Variable fit: is the variable directly available, or needs construction?
Access: user said they have access / typical university access / requires application / commercial only
Phase 3: Scraping Assessment
For variables NOT in commercial databases, evaluate scraping:
For each scraping target:
Source: {website/platform}
Data: {what can be obtained}
Method: {direct download / API / Scrapy+Selenium / browser automation}
Legal risk: Low / Medium / High
- Low: clearly public data, no ToS restriction
- Medium: ToS ambiguous, anti-scraping measures present
- High: login required, explicit ToS prohibition, personal data
Technical difficulty: Low / Medium / High
Sample coverage: {can it cover the needed observation unit and time period?}
Recommendation: {proceed / caution / avoid}
Use WebSearch to check current accessibility of specific sources if needed.

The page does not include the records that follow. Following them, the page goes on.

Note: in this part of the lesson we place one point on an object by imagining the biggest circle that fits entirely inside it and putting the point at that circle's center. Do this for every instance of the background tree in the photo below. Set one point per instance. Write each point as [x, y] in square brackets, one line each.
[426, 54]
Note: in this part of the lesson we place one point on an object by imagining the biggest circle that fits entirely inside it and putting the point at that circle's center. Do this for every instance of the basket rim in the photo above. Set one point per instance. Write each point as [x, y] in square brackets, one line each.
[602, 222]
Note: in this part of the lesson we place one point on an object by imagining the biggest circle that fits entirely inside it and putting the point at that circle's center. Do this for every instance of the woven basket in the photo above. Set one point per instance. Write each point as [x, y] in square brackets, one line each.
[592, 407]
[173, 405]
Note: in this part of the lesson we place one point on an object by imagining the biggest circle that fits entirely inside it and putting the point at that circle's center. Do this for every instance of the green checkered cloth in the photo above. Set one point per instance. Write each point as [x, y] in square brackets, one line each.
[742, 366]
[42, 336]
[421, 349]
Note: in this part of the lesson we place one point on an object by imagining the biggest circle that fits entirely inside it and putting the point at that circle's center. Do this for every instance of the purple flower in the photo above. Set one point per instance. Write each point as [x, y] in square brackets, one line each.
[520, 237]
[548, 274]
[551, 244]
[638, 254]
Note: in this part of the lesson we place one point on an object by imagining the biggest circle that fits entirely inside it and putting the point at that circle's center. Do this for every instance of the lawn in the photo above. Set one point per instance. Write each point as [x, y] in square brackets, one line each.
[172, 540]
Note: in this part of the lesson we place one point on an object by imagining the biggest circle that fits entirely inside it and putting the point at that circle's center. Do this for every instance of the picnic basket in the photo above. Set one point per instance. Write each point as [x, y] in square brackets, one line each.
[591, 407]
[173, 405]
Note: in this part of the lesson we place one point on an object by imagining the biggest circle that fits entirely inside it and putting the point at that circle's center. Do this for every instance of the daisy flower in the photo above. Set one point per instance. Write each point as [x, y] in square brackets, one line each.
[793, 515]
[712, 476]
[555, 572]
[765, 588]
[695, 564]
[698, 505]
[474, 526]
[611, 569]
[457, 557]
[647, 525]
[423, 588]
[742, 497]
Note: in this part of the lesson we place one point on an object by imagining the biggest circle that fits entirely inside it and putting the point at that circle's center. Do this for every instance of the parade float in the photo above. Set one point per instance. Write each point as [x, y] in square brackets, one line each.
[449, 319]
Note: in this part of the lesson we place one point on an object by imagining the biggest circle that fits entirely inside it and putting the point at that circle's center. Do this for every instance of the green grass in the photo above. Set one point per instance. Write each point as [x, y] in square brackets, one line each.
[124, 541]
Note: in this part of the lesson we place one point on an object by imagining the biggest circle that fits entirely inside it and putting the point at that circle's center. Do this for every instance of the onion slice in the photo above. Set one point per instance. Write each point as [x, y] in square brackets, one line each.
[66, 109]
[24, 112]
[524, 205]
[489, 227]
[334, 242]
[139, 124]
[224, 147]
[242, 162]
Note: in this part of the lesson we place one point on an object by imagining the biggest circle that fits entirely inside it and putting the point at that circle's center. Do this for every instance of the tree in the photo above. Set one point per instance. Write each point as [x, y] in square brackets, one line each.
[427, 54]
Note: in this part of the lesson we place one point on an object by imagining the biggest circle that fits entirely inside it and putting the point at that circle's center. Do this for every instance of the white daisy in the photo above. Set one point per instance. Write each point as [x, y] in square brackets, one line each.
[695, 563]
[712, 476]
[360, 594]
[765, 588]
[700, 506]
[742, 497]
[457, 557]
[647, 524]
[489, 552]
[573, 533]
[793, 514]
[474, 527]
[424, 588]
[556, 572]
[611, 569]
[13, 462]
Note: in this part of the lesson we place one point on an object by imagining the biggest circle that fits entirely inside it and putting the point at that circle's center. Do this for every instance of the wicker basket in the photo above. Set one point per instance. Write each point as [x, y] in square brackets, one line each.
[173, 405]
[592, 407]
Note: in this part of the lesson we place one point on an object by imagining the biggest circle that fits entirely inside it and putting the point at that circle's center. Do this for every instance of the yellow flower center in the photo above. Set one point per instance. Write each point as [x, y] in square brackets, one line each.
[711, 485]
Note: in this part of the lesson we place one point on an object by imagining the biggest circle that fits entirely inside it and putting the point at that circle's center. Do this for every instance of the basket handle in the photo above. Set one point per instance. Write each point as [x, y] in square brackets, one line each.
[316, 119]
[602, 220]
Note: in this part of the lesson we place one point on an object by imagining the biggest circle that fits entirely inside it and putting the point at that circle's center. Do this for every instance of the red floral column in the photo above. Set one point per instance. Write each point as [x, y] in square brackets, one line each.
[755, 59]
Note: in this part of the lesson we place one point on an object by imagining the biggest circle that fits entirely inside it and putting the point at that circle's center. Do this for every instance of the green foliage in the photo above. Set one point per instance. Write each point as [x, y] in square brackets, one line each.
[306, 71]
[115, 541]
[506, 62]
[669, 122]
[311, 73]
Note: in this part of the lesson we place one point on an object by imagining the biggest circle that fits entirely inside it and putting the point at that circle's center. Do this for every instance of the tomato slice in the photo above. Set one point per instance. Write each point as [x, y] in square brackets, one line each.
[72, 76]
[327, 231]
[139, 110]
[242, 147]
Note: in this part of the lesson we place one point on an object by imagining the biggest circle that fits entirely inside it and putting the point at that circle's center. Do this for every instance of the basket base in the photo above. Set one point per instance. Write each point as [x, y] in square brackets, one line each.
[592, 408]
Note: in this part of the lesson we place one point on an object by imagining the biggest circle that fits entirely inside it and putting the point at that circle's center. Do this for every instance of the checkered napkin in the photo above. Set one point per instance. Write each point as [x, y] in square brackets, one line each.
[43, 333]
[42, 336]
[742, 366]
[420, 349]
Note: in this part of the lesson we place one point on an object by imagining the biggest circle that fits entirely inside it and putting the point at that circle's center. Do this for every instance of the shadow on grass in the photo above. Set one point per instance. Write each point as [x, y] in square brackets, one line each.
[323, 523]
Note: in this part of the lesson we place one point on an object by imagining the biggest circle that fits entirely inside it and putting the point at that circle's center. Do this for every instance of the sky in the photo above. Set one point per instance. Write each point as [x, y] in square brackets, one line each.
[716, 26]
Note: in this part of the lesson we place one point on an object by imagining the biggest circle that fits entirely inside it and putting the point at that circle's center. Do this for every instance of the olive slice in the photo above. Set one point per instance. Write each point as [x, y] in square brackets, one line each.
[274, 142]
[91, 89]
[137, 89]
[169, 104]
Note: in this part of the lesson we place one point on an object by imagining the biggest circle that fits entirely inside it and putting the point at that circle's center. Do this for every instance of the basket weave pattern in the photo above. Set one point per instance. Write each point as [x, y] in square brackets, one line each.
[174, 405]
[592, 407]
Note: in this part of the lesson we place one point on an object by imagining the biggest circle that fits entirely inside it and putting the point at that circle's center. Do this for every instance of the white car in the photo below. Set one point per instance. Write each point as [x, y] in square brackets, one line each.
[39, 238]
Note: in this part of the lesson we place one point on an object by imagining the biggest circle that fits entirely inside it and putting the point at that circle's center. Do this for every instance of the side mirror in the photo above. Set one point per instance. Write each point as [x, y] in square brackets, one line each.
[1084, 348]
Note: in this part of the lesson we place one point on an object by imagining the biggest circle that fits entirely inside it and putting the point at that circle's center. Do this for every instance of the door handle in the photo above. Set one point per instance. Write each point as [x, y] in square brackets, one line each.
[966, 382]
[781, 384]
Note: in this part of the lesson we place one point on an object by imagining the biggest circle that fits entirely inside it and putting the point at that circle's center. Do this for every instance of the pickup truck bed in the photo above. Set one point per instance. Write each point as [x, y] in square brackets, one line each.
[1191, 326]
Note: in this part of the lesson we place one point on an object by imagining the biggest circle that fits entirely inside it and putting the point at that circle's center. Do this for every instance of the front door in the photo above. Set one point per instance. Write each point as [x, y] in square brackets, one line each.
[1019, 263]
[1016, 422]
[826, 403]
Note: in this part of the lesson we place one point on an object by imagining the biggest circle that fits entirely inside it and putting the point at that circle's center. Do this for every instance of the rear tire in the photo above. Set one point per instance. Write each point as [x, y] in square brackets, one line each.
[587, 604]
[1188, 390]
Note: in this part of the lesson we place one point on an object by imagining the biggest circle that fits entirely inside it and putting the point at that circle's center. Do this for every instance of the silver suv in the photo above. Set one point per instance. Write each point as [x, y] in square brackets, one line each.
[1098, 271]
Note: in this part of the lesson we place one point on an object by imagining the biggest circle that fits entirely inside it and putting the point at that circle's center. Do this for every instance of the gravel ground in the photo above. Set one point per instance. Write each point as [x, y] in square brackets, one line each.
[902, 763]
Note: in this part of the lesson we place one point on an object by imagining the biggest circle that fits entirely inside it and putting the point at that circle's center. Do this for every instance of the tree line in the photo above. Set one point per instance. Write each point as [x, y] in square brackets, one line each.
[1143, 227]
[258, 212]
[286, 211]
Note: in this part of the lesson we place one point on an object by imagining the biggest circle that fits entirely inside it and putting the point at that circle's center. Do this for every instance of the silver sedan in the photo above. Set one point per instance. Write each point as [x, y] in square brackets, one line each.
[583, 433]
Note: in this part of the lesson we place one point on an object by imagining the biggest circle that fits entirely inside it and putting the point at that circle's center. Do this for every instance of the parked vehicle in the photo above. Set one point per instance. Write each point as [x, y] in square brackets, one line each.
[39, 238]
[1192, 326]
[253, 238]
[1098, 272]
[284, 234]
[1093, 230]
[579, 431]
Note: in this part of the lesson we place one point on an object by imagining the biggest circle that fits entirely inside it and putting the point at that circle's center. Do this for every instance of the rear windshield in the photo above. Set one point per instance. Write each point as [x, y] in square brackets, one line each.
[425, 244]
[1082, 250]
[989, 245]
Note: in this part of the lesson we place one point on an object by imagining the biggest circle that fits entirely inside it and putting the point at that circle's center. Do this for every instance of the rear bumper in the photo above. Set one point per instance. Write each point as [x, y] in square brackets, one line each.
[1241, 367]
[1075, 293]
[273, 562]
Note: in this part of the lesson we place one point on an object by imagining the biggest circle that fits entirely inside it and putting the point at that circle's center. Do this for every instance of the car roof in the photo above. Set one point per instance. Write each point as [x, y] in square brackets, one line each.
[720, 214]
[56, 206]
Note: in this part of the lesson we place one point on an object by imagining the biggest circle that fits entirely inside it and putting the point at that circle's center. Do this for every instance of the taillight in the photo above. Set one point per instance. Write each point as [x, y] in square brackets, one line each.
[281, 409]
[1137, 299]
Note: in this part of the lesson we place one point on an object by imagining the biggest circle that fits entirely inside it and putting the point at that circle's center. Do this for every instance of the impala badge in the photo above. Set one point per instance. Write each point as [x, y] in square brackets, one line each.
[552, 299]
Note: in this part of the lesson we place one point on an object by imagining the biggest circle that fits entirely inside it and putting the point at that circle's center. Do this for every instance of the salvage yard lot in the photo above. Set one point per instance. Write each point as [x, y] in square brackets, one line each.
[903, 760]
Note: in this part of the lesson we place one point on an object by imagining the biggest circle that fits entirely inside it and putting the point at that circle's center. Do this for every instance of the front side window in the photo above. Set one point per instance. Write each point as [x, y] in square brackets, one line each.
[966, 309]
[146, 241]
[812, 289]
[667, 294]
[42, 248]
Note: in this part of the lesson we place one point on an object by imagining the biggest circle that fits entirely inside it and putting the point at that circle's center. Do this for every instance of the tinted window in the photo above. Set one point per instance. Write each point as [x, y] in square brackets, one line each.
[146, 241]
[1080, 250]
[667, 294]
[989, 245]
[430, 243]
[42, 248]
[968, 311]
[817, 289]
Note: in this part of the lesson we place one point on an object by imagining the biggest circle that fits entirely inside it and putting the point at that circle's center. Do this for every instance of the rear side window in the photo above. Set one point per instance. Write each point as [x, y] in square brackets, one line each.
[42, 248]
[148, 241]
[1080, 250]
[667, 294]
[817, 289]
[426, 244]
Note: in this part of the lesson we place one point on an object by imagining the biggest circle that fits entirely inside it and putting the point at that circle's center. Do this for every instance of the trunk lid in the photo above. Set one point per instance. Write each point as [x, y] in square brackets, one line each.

Phase 4: Alternative Construction Strategies
For variables that cannot be directly obtained, suggest construction:
- Text-based proxies: annual report MD&A, news sentiment, job postings → NLP
- Satellite/remote sensing: nighttime lights (NTL), land use → CNRDS GTA or Google Earth Engine
- Network construction: patent citation networks, supply chain from SAIC filings
- Linked datasets: merge CSMAR (firm) + CNRDS (patent) + NBS yearbook (industry) by firm code / province code
- Difference-in-differences instrument construction: policy shock timing from government documents / CNKI legal database
Phase 5: Feasibility Verdict
Output a structured assessment:
## Data Feasibility Report
**Research**: {RQ in one line}
**Unit**: {firm/individual/city/...} | **Period**: {years} | **Country/Region**: {scope}
### Variable Assessment
| Variable | Source | Status | Notes |
|----------|--------|--------|-------|
| {Y} | {database} | ✓ Available | {version, coverage} |
| {X} | {source} | ⚠ Proxy needed | {construction method} |
| {IV} | {source} | ✗ Requires scraping | {feasibility: medium} |
| {control} | {source} | ✓ Available | — |
### Overall Verdict
**Feasibility**: High / Medium / Low / Blocked
**Critical bottleneck**: {the single hardest variable to obtain}
**Recommended data strategy**:
1. {primary path}
2. {fallback if bottleneck unresolved}
### Acquisition Roadmap
| Task | Method | Estimated effort | Priority |
|------|--------|-----------------|---------|
| Apply for CFPS access | Registration at PKU website | 1-2 weeks | High |
| Download CNRDS patent data | Direct from CNRDS portal | 1 day | High |
| Scrape CNINF announcements | Python Scrapy | 1-2 weeks coding | Medium |
| Construct NTL measure | Google Earth Engine JS | 1 week | Low |
### Risk Flags
- {any variable that fundamentally cannot be obtained → may need to change RQ}
- {any scraping with high legal risk → recommend avoiding}
- {any database requiring lengthy application → flag timeline}
Phase 6: Save to Project
If a project exists (from biz-research-scaffold):
- Check
{project}/data/README.md first. If it has existing content (not just scaffold stub), preserve it — append the new feasibility report under a ## Data Feasibility ({date}) header. Never overwrite existing data documentation.
- If
data/README.md is still just the scaffold stub (empty or template), replace it with the full report.
- Append a one-line summary (date + verdict + critical bottleneck) to
{project}/refs/{slug}/notes/digest.md if it exists. If no project slug, use {project}/refs/notes/digest.md.